We continue our series looking at garden rooms of the future, the series has been inspired by the Channel 4 documentary House of the Future which includes a garden room in its vision of the future of family life.
A garden room is a big ticket purchase, so how do you secure the investment you make today so that it will still look good and be functional in 20 years time?
We’ve asked the leading garden room suppliers this question and they have provided useful advice on future proofing, today we chat with Warwick Garden Offices:
Do you think a garden room will be part of the house of the future? If so how and why?
Timber Garden Rooms are set to become part of the outdoor ‘furniture’ of future homes as practical space becomes more desirable and the demand for flexibility of all space becomes greater. It’s about usable spaces with equitable internal environments whatever the weather and space which adds up in terms of cost per square metre. Often not requiring planning permission Timber Garden Rooms are generally more aesthetically pleasing and economic than most alternative structures, and can be both sustainable and recyclable. Those who opt for a timber building particularly one in which they work can rest easy on their green laurels in an increasingly eco conscious world.
For people buying a garden room today, what elements design and material wise do you recommend for the building to look good and be functional in 10, 20 years time?
Use of quality materials and sustainable timbers which are pressure treated with environmentally sound products. Double glazing as standard on insulated garden buildings Good security measures and quality door and window furniture
Tried and tested constructions – don’t become an experiment!
The use of materials such as cedar on external surfaces, which will visually improve with age. An excellent aftercare service is a must – avoid here today gone tomorrow companies.
Well proportioned traditional buildings in an appropriate setting can look as relevant in the future as they have in the past and will undoubtedly appeal to a wide range of future property buyers. Alternatively softer contemporary designs which can blend with a variety of settings, as against edgy modern constructions that can dominate rather than compliment the surrounding area. Highly stylised buildings may also not travel well through time visually, and could potentially alienate the wider audience if selling the property at a later date.
Garden rooms are popularly brought as home offices, studios etc do you see a shift in the uses people are buying them for e.g. granny annexes etc?
Granny annexes or additional ancillary accommodation currently requires planning permissions irrespective of the building materials used. Some relaxation in planning laws would inevitably stimulate demand in this area and timber buildings could then provide a greener, highly cost effective option.
If you were designing a garden room for yourself, what features would you include ready for the future?

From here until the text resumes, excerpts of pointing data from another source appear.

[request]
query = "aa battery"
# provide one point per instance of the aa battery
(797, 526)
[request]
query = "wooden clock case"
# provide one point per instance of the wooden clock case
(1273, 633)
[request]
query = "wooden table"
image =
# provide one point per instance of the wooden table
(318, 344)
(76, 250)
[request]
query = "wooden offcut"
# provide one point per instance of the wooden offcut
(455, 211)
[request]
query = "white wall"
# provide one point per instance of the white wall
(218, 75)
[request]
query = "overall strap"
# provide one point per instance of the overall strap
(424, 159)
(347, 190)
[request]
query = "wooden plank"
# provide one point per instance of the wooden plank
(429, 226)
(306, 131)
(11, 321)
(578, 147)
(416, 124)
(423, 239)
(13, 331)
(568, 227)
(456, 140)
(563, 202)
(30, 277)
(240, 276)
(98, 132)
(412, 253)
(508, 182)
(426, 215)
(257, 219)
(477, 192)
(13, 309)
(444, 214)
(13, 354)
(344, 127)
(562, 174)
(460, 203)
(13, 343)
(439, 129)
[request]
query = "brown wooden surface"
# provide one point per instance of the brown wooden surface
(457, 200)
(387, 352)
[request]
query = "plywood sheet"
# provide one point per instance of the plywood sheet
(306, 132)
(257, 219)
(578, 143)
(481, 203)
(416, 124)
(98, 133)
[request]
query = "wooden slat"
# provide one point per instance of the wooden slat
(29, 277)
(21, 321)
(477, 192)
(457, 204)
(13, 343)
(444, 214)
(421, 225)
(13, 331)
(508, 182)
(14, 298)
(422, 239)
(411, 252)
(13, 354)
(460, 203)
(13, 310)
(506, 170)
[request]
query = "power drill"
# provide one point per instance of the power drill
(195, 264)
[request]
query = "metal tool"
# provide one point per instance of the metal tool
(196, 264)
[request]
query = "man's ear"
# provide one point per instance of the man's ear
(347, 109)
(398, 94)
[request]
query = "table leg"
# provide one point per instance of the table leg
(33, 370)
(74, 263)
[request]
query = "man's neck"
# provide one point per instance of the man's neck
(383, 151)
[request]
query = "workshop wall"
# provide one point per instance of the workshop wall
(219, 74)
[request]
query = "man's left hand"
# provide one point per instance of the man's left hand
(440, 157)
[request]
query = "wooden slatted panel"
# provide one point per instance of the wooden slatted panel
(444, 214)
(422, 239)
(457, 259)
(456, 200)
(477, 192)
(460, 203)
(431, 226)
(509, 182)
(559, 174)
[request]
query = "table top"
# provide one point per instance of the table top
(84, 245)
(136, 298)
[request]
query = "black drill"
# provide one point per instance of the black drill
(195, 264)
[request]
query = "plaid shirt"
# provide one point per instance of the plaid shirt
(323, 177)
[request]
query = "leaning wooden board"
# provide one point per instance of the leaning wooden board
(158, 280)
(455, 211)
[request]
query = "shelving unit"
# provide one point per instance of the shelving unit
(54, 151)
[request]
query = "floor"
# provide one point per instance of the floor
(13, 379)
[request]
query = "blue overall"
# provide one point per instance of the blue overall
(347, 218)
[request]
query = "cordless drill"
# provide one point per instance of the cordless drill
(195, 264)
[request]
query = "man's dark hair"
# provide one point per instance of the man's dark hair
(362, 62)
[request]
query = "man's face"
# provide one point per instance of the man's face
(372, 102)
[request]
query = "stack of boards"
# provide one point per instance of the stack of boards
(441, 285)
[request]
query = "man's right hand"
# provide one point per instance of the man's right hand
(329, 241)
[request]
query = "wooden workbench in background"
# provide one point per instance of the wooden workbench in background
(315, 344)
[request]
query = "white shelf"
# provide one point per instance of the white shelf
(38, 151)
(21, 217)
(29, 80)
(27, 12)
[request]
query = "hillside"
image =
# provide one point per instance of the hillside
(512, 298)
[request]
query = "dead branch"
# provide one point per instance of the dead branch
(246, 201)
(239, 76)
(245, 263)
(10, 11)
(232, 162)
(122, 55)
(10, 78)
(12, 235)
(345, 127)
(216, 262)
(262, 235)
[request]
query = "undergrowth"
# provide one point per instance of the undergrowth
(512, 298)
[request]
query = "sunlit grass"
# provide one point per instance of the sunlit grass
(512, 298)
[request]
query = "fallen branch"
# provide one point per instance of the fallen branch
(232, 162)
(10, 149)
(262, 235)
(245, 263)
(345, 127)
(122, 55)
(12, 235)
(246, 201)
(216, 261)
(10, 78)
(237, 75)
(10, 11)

We are already installing solar onto buildings and if the new Feed in Tariff rate are beneficial then we would consider this for bigger buildings. Rain water harvesting would be standard. Use of best knowledge in terms of insulative materials creating the most thermally efficient building and energy efficient glass. The more space the better and again a design which is not too quirky as it has to continue to appeal over time as tastes change. Crafted joinery and high quality fixtures and fittings. Being able to control temperature and airflow into and through the buildings should also be considered a key factor.